When asked about the Xbox One's $500 price tag—a full $100 higher than that of the Sony PlayStation 4—Mehdi said that the prices of the two consoles were actually "pretty comparable," but didn't explain why that was so. (A PlayStation 4 customer who also purchases the separate PlayStation Camera, which is similar to the Kinect that Microsoft bundles with Xbox One, would pay a total of about $460.)
Mehdi also addressed a central issue to console production: The company has never made money selling the actual devices. But this time around, Microsoft hopes to change that.
"We're looking to be break-even or low margin at worse on hardware," he said of the Xbox One. "We make money selling additional games, services, and other capabilities on top. And as we can cost-reduce our box as we've done with the Xbox 360, we'll do that to continue to price reduce and get even more competitive with our offering."
He also revealed a minor technical change: Microsoft slightly bumped up the graphics processing of the Xbox One at the last minute, pushing its GPU to 1.5GHz. It's unclear how this change will really impact the system, although Mehdi spoke vaguely about games that look "pretty incredible."
Microsoft's central vision for the Xbox One, of course, is a continuation of its PC, tablet, and phone user experiences to the living room, and a deep level of integration between these device types.
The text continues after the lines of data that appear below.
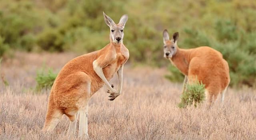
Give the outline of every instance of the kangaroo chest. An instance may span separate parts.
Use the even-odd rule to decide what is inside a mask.
[[[128,51],[116,53],[116,58],[103,68],[103,73],[107,80],[109,80],[113,77],[114,74],[121,66],[125,63],[128,58],[129,52]]]

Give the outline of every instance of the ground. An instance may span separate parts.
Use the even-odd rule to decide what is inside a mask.
[[[16,52],[2,64],[2,75],[10,86],[0,82],[0,139],[67,139],[65,116],[52,134],[41,132],[49,90],[35,91],[35,78],[43,64],[58,72],[75,56]],[[256,139],[255,89],[230,88],[223,105],[218,99],[209,109],[204,104],[180,109],[182,85],[165,79],[166,68],[131,65],[124,67],[121,95],[109,101],[104,87],[90,100],[90,139]],[[116,79],[110,82],[116,88]]]

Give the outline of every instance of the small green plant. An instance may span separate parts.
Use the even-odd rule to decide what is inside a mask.
[[[2,62],[2,58],[0,58],[0,72],[1,72],[1,62]],[[3,83],[6,86],[9,86],[9,83],[4,78],[4,74],[1,73],[1,79],[2,79]]]
[[[181,97],[181,101],[178,106],[185,108],[194,104],[195,108],[204,100],[204,84],[197,81],[193,84],[188,84],[187,90],[184,91]]]
[[[49,68],[47,72],[45,70],[43,67],[37,72],[36,78],[37,82],[36,89],[38,91],[40,91],[44,88],[50,88],[57,76],[57,74],[53,72],[52,69]]]

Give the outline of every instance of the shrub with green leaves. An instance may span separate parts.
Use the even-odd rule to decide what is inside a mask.
[[[230,68],[230,85],[256,87],[255,1],[176,0],[171,5],[165,0],[40,1],[0,1],[0,56],[10,49],[95,51],[109,43],[102,11],[116,23],[127,14],[124,43],[130,62],[170,64],[162,50],[162,32],[168,29],[180,32],[181,48],[209,46],[223,54]],[[177,69],[170,70],[169,79],[182,81]]]
[[[40,91],[44,88],[51,88],[57,75],[57,74],[53,72],[52,70],[50,68],[46,71],[45,68],[43,68],[38,71],[36,78],[37,82],[36,90]]]
[[[185,108],[194,104],[196,108],[205,100],[204,85],[198,81],[191,84],[188,84],[187,90],[182,93],[181,101],[178,104],[180,108]]]

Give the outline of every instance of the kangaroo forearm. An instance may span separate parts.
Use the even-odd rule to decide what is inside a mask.
[[[104,74],[103,73],[103,71],[102,70],[102,68],[101,68],[98,66],[97,66],[96,64],[96,63],[93,63],[93,69],[95,73],[98,75],[99,77],[102,80],[103,82],[106,84],[108,87],[109,88],[109,89],[112,92],[115,92],[115,91],[114,88],[111,87],[110,84],[107,80],[107,79],[105,77],[105,75],[104,75]]]
[[[123,65],[117,71],[117,76],[118,77],[118,92],[121,93],[123,86]]]

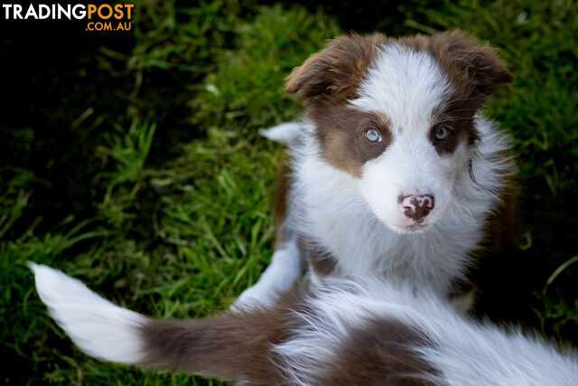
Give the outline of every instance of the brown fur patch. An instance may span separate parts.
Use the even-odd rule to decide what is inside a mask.
[[[270,309],[225,313],[199,320],[150,319],[141,329],[146,361],[143,365],[185,371],[226,381],[279,384],[273,344],[298,326],[291,300]]]
[[[476,43],[459,31],[399,39],[381,33],[352,34],[333,40],[293,71],[285,92],[298,93],[303,100],[308,118],[316,125],[325,158],[357,177],[363,164],[387,147],[391,136],[387,117],[356,111],[348,108],[347,102],[358,97],[359,86],[380,47],[392,42],[428,52],[450,79],[452,92],[432,116],[430,141],[440,155],[452,154],[462,141],[475,144],[478,133],[473,127],[474,114],[500,84],[512,80],[496,50]],[[440,127],[449,132],[443,140],[435,137]],[[363,131],[368,128],[380,131],[383,142],[364,141]]]
[[[437,152],[452,154],[462,140],[473,146],[479,139],[473,127],[475,113],[498,87],[513,80],[497,51],[460,31],[402,38],[400,43],[430,53],[452,82],[452,92],[432,114],[430,141]],[[444,140],[435,137],[440,127],[449,131]]]
[[[399,320],[373,318],[350,331],[338,360],[320,384],[434,385],[439,372],[417,353],[432,346],[423,333]]]
[[[361,176],[363,165],[378,157],[391,143],[389,121],[383,114],[364,113],[346,107],[328,106],[310,114],[324,157],[338,169]],[[320,114],[321,113],[321,114]],[[319,116],[318,116],[319,114]],[[381,142],[369,142],[365,133],[375,129]]]
[[[307,116],[316,124],[316,135],[325,158],[338,169],[359,177],[361,166],[378,157],[391,142],[389,122],[383,114],[346,107],[357,97],[384,35],[341,36],[293,71],[285,92],[299,93]],[[379,132],[382,141],[370,143],[364,133]]]
[[[306,321],[317,320],[312,316],[319,312],[303,297],[285,294],[266,309],[191,321],[150,319],[141,328],[147,355],[141,364],[250,384],[285,384],[283,360],[273,348],[291,340]],[[346,325],[350,337],[335,362],[311,363],[329,369],[313,375],[312,384],[429,384],[419,377],[437,374],[415,350],[432,345],[423,332],[387,317],[359,322]]]

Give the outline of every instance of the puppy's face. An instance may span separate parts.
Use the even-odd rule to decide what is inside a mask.
[[[443,217],[478,138],[473,119],[511,74],[457,32],[341,37],[292,73],[322,155],[353,175],[385,224],[415,232]],[[458,202],[457,204],[467,204]]]

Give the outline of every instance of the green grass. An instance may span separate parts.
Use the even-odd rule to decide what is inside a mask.
[[[405,5],[398,11],[407,18],[383,28],[465,29],[501,48],[516,76],[487,114],[516,138],[526,245],[495,273],[496,288],[513,303],[488,312],[576,345],[578,5],[424,4],[411,14]],[[322,10],[235,1],[137,8],[130,39],[104,39],[88,52],[90,61],[75,64],[80,75],[70,81],[82,84],[82,98],[62,86],[62,106],[6,127],[14,155],[0,168],[6,383],[212,383],[87,357],[48,317],[27,260],[131,309],[186,318],[227,307],[269,261],[283,149],[258,129],[299,116],[283,94],[284,78],[340,33],[340,21]],[[359,28],[372,29],[361,21]],[[46,76],[63,77],[60,66]],[[37,98],[53,104],[53,94]]]

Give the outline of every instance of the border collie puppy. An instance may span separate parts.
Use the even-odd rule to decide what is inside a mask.
[[[480,115],[512,76],[460,32],[342,36],[293,71],[307,120],[267,130],[289,144],[272,263],[243,305],[271,305],[303,266],[313,281],[411,283],[466,310],[470,270],[515,246],[510,141]]]
[[[30,267],[51,316],[106,361],[251,384],[578,384],[575,353],[383,281],[329,278],[271,307],[181,321],[143,316],[61,271]]]

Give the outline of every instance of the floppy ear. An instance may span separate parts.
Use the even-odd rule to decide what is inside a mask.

And he says that the market for the current-generation devices—Xbox 360, PlayStation 3, and Nintendo Wii—is about 300 million units, with the next-generation consoles growing the market from there.
"The world for gaming is growing," he said. "It's the fastest-growing segment of all of entertainment in terms of our views as well as dollars spent. And we think that that is going to continue to grow in this generation."